Jin Oh Riot Games — From Games to Culture: “League of Legends: The Orchestra”
In Worldwide Publishing (WWP) at Riot, we believe that publishing advances player culture. We want gaming to be a lifestyle choice; our goals go far beyond simply getting games into the hands of players.
One of the most critical paths to achieving this requires we have a true understanding of our audience: players. Players must know, and feel, that we understand them and their cultures, no matter where they live around the globe. Riot’s locally empowered teams exist to maximize the resonance of their experiences by building relationships that are deep and enduring.
In fact, the origin of the word “resonance” comes from music. We like this word at Riot because it speaks to the transition from a mere sound into a musical note, from static into beauty. When we go to work every day, we’re not looking to make a distraction or a toy: we’re here to make art, to make space for players to perform in their own unique style and be rewarded for it. And a fundamental part of that art is the music we craft, tailored to each character with detail and passion.

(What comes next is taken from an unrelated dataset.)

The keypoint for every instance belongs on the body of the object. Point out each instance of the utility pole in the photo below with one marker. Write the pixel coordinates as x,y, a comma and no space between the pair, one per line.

One of the amazing things about music is that it can be so transformed by its context. When you hear it in the game, it means one thing. When you’re humming the same theme by yourself, it takes on a different meaning, a different weight. And if you put that same theme in one of the world’s great concert halls, performed by one of its great orchestras, it gains a majesty and a power you can find nowhere else. We know our music has the potential to thrive in that kind of space. So we made a choice to bring that potential to life by creating an event entirely dedicated to our music, called League of Legends: The Orchestra.
The KBS Symphony Orchestra, which is the leading symphony orchestra in Korea, will bring theme music from the game to life on stage along with the Seoul Metropolitan Youth Traditional Music Orchestra. All of this will take place at the most prestigious stage in the country, the Sejong Center in Seoul, considered by many to be the Carnegie Hall of Korea. This will mark the very first time that the Sejong Center will present a show with music from a video game. That’s what we mean when we say we want to advance player culture: we want to normalize our art in traditional spaces, to show that what we make is every bit as worthy as the classics are.
As a Korean citizen, I am incredibly proud to see our games come to life in such an impactful and creative way. Riot’s support of our country’s cultural community feels both humbling and full-circle for me, having helped to establish Riot’s Korean presence in 2011. This celebration of LoL’s music serves as a reminder of just how powerful our local teams are: their dedication to building local relationships allows player culture to flourish far beyond our games.